Using cisplatin-resistant cell datasets from GEO and TCGA for NSCLC, we identified the CRGP and its clinical significance. By integrating five single-cell datasets and applying 13 scoring methods, we identified tumor epithelial cells with high CRGP scores (CRGPhighepi). We evaluated drug sensitivity using the BeyondCell algorithm and studied intrinsic mechanisms using Cytotrace, Monocle, SCENIC, and CellCall. Spatial transcriptomics and deconvolution methods identified CRGPhighepi and other cell types. The prognostic model, designated as SuperPCCRGP, was constructed.
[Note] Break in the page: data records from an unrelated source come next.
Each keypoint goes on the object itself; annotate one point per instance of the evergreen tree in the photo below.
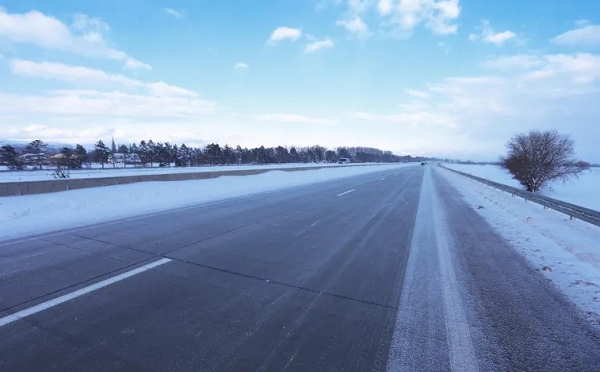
(101, 153)
(37, 148)
(81, 156)
(66, 161)
(8, 157)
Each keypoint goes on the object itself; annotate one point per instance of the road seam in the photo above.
(431, 237)
(78, 293)
(347, 192)
(462, 355)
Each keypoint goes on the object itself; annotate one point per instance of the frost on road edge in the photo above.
(566, 252)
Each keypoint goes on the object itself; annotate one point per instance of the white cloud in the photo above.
(162, 89)
(84, 23)
(241, 66)
(355, 26)
(318, 45)
(285, 33)
(384, 7)
(417, 93)
(587, 35)
(87, 77)
(488, 35)
(519, 61)
(85, 37)
(72, 74)
(294, 118)
(401, 17)
(134, 64)
(413, 118)
(174, 13)
(107, 105)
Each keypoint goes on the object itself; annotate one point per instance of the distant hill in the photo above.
(20, 145)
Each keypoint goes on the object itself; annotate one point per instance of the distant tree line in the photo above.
(150, 153)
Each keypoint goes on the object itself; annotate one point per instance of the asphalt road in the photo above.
(389, 271)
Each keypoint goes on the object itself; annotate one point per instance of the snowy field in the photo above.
(566, 252)
(46, 174)
(583, 191)
(32, 214)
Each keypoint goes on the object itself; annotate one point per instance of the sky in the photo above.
(448, 78)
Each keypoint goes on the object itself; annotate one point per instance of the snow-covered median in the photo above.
(109, 171)
(566, 252)
(32, 214)
(583, 190)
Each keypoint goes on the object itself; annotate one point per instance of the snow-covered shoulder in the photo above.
(565, 251)
(583, 190)
(34, 214)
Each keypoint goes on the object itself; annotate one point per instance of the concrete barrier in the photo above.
(43, 187)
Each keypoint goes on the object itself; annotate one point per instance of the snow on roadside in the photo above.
(46, 174)
(566, 252)
(32, 214)
(583, 191)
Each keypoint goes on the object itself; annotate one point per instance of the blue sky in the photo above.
(449, 78)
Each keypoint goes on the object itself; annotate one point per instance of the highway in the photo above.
(388, 271)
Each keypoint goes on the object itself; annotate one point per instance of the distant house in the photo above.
(121, 159)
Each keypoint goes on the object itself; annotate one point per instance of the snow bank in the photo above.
(566, 252)
(583, 191)
(46, 174)
(31, 214)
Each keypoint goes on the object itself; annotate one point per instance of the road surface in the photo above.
(389, 271)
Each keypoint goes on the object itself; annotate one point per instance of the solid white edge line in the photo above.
(80, 292)
(347, 192)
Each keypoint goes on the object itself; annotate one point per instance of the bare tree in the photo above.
(537, 157)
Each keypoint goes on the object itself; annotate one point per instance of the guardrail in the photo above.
(50, 186)
(572, 210)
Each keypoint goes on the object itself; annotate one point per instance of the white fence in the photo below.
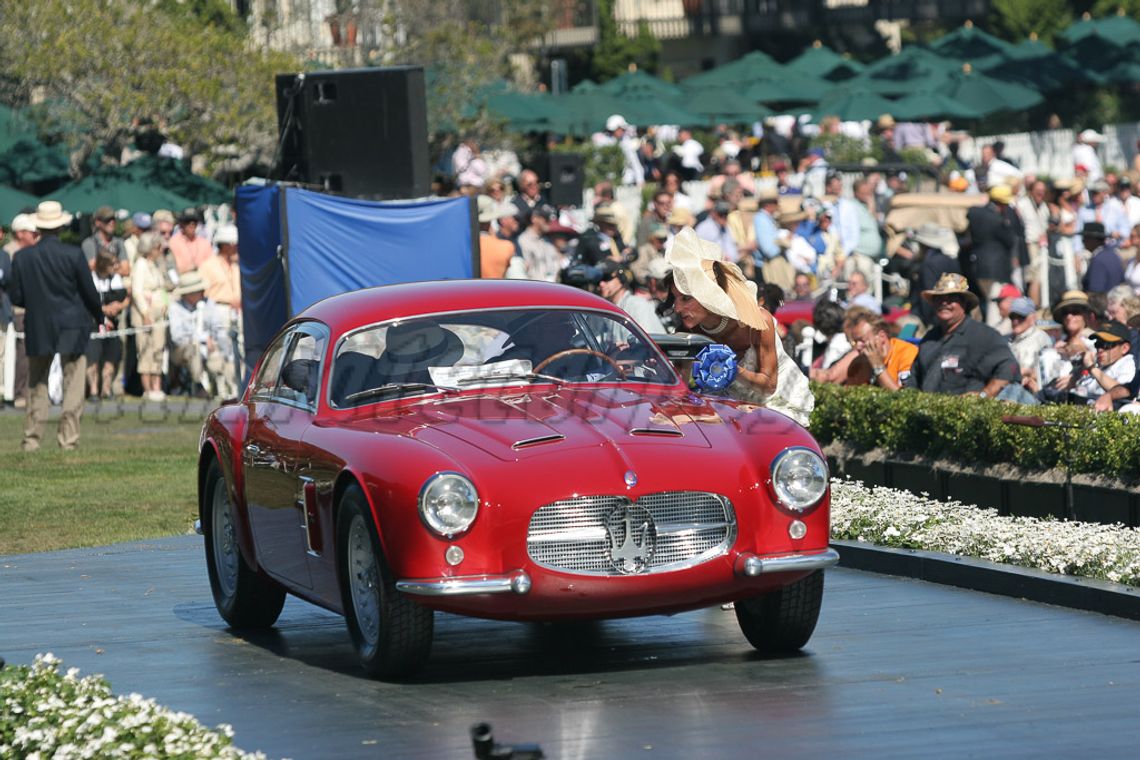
(1050, 153)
Subsequent CRGP co-expression network analysis revealed an association between CRGP and LOXL2, implicating their roles in cisplatin resistance. The impact of LOXL2 on cisplatin sensitivity was further validated through in vitro experiments.

Results

CRGP was identified as a potential risk factor for NSCLC prognosis. High CRGP score epithelial cells (CRGPhighepi) activate pathways related to cell cycle and DNA repair and interact with smooth muscle cells. CRGPhighepi exhibits drug resistance to Cisplatin and Paclitaxel. The SuperPC model showed robust predictive performance. LOXL2 was linked to poor prognosis and therapy response. LOXL2 knockdown enhanced cisplatin sensitivity in NSCLC.